LWV UMRR Headwaters Event – October 1-2, 2017

8/26/2017

 
All events take place in Itasca State Park:   Google map showing park location and Park map showing features
 
Come and join the Board of LWV Upper Mississippi River Region for this event!
 
October 1 – Lake Itasca boat tour with naturalist followed by group photo at the Headwaters
 
Coborn’s Lake Itasca Boat tour: $16/person for a 1.5 hour tour of Lake Itasca, the source of the Mississippi, with narration by a naturalist.  We are hoping to have a group of more than 18 persons so we can make a reservation - please contact Gretchen Sabel ([email protected]) if you are planning to come. Meet at the tour boat dock at 1:30pm; boat leaves at 2pm.
 
Group photo at the Headwaters: 
Gather at the marker at 4:30 pm.  All are welcome!  We will have someone with a camera on hand to take a group photo.  Walking across the rocks is an optional activity. 

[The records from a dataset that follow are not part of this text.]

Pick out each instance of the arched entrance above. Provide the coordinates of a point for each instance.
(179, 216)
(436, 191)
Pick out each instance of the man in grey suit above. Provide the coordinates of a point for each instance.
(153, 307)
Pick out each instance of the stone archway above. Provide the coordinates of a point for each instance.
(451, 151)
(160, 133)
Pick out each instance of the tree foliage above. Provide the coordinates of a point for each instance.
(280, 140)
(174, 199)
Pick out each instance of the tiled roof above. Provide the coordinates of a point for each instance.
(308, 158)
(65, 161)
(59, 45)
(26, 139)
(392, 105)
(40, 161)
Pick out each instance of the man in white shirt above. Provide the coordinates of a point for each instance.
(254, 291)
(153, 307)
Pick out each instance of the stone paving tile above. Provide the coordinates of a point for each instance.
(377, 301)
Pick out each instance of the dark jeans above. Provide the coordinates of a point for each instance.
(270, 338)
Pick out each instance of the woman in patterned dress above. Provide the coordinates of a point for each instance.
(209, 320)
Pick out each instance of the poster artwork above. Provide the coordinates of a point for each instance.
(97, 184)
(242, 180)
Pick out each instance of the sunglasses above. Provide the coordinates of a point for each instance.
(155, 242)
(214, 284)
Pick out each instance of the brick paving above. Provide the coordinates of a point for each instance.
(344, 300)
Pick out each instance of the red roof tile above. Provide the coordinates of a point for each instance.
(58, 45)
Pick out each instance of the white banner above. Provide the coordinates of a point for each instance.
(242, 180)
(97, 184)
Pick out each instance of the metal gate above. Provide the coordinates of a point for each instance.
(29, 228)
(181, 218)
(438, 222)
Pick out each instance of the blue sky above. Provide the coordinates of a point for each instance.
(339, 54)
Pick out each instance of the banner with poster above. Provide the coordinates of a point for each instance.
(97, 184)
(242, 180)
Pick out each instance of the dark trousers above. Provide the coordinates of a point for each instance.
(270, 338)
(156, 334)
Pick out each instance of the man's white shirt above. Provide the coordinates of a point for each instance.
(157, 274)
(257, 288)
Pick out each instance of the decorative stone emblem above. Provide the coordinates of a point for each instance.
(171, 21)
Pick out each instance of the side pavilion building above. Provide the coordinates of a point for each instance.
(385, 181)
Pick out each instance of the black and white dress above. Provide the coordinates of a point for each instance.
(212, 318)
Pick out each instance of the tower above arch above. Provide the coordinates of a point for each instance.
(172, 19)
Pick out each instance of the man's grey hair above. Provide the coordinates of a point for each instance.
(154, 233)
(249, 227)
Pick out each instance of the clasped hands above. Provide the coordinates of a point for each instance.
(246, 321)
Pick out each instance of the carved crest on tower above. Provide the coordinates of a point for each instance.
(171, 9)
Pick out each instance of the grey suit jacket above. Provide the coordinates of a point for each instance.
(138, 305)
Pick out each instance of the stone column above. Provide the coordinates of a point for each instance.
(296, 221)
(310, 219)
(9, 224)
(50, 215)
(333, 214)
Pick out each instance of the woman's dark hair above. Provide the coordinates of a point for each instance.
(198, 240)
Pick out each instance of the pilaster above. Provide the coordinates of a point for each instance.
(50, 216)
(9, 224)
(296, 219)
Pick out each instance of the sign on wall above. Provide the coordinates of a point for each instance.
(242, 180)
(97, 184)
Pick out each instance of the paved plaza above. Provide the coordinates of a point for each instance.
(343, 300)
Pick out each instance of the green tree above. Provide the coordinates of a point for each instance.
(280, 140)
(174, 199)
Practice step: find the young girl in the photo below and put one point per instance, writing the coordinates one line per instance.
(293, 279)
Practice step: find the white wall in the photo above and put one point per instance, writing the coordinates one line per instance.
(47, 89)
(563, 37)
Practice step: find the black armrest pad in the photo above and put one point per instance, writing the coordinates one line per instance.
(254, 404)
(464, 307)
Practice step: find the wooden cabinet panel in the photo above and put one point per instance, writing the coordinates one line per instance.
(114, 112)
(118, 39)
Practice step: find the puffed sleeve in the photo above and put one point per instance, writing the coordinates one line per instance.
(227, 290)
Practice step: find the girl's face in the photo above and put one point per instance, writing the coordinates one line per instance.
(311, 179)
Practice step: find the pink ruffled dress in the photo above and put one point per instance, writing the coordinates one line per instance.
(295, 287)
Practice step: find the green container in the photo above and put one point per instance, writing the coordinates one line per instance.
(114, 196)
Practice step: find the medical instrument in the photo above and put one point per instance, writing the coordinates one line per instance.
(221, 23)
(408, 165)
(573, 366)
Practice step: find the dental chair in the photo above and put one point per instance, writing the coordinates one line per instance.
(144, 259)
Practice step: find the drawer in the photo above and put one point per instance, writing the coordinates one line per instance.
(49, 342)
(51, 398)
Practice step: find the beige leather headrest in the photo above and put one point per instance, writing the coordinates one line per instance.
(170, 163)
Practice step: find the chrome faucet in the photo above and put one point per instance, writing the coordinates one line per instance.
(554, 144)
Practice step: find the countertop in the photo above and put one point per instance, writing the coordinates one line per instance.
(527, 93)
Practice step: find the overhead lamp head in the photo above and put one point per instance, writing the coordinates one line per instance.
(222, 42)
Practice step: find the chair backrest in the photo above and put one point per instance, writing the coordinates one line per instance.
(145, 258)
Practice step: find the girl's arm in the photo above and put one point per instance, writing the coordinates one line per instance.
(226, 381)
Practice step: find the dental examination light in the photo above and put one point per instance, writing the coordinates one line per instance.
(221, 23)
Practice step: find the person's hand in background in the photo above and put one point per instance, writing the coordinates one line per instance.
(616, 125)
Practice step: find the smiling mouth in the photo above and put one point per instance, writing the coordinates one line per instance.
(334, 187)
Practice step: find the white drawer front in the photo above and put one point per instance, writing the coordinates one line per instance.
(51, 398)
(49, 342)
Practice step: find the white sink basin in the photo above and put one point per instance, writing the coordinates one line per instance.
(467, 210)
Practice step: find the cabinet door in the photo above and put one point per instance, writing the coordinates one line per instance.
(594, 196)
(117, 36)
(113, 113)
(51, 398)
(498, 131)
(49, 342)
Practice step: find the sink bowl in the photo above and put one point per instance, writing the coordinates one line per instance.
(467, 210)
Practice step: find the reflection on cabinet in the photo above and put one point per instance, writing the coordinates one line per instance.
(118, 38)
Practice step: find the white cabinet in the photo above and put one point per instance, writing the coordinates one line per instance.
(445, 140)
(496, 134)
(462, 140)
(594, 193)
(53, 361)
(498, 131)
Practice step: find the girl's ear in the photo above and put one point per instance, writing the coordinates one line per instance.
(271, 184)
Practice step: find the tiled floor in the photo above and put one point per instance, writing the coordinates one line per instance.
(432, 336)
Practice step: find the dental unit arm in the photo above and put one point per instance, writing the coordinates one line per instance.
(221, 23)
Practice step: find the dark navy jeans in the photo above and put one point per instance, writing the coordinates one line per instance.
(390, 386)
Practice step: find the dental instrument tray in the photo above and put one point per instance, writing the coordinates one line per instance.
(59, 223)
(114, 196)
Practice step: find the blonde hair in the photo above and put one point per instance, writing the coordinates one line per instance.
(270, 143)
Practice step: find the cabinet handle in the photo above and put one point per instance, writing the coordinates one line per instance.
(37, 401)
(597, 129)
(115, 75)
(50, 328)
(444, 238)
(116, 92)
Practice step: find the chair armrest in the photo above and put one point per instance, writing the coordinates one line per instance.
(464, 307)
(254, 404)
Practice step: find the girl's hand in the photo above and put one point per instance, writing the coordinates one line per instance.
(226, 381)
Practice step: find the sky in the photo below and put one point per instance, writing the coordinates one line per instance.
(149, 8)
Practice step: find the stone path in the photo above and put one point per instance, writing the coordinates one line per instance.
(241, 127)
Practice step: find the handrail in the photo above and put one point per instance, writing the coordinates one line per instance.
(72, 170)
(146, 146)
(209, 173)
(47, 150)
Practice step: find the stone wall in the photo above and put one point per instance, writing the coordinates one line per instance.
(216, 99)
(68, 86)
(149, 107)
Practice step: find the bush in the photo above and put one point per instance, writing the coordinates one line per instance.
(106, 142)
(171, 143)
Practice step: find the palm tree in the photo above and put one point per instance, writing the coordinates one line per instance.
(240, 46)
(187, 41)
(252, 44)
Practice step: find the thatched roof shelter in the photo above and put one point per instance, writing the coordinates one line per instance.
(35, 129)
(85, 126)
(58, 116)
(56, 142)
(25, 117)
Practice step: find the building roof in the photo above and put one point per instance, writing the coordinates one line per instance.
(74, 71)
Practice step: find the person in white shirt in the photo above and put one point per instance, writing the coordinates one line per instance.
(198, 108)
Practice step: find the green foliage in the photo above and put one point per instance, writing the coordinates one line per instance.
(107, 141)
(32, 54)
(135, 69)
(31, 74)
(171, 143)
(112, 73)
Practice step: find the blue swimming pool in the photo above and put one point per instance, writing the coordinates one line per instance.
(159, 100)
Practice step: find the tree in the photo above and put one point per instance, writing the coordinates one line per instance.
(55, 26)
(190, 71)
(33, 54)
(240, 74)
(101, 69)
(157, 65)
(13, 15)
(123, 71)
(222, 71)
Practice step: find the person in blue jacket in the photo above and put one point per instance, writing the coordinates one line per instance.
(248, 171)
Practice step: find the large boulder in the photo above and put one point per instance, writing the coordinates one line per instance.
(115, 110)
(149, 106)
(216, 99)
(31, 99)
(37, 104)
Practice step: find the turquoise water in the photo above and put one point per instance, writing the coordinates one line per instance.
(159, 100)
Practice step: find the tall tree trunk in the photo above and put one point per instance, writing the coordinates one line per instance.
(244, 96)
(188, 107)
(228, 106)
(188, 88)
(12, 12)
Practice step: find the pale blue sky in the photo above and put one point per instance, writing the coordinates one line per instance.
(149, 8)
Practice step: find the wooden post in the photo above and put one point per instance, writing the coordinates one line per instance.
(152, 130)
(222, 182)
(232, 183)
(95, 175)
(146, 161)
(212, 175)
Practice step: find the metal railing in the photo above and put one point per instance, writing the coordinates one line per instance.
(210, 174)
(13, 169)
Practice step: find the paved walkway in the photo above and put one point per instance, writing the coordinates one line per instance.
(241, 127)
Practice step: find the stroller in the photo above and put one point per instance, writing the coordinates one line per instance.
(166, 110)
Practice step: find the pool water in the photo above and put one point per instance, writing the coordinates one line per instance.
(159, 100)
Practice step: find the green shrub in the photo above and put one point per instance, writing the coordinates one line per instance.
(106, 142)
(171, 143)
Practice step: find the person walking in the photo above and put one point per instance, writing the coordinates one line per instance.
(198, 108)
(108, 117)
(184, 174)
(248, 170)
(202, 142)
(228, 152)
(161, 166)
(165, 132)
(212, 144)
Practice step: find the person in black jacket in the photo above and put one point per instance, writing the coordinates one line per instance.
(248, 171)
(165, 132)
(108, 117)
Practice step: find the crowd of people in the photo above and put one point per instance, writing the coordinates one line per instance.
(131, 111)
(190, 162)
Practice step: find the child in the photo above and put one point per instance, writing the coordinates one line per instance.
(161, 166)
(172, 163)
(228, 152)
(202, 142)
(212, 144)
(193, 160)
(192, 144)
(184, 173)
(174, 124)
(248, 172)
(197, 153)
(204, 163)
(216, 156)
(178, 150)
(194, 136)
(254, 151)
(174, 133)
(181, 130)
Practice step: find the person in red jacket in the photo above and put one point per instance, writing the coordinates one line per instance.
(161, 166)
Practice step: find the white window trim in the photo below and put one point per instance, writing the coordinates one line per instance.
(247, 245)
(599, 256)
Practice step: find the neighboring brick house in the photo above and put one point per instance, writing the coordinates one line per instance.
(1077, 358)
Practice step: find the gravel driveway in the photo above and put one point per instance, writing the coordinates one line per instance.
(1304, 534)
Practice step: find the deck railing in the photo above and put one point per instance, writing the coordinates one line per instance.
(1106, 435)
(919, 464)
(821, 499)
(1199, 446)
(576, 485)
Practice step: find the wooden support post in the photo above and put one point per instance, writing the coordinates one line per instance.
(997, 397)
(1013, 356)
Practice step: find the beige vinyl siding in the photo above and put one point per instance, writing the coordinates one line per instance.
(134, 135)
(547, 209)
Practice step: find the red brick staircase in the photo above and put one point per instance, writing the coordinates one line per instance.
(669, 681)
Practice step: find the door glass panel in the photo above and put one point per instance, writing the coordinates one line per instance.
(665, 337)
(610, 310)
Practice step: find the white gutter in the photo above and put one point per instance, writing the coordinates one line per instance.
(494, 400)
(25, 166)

October 2 – LWV UMRR Board meeting in the Joseph Brower visitor center and talk on nitrates in drinking water and their connection to land use
 
Board Meeting:  Gather in the Joseph Brower visitor center (near the east park entrance) at 9:00, meeting will take place from 9:15 to 11:30.  (Info on the visitor center here,  see #28/33.)  Coffee, tea and refreshments  will be provided for both events.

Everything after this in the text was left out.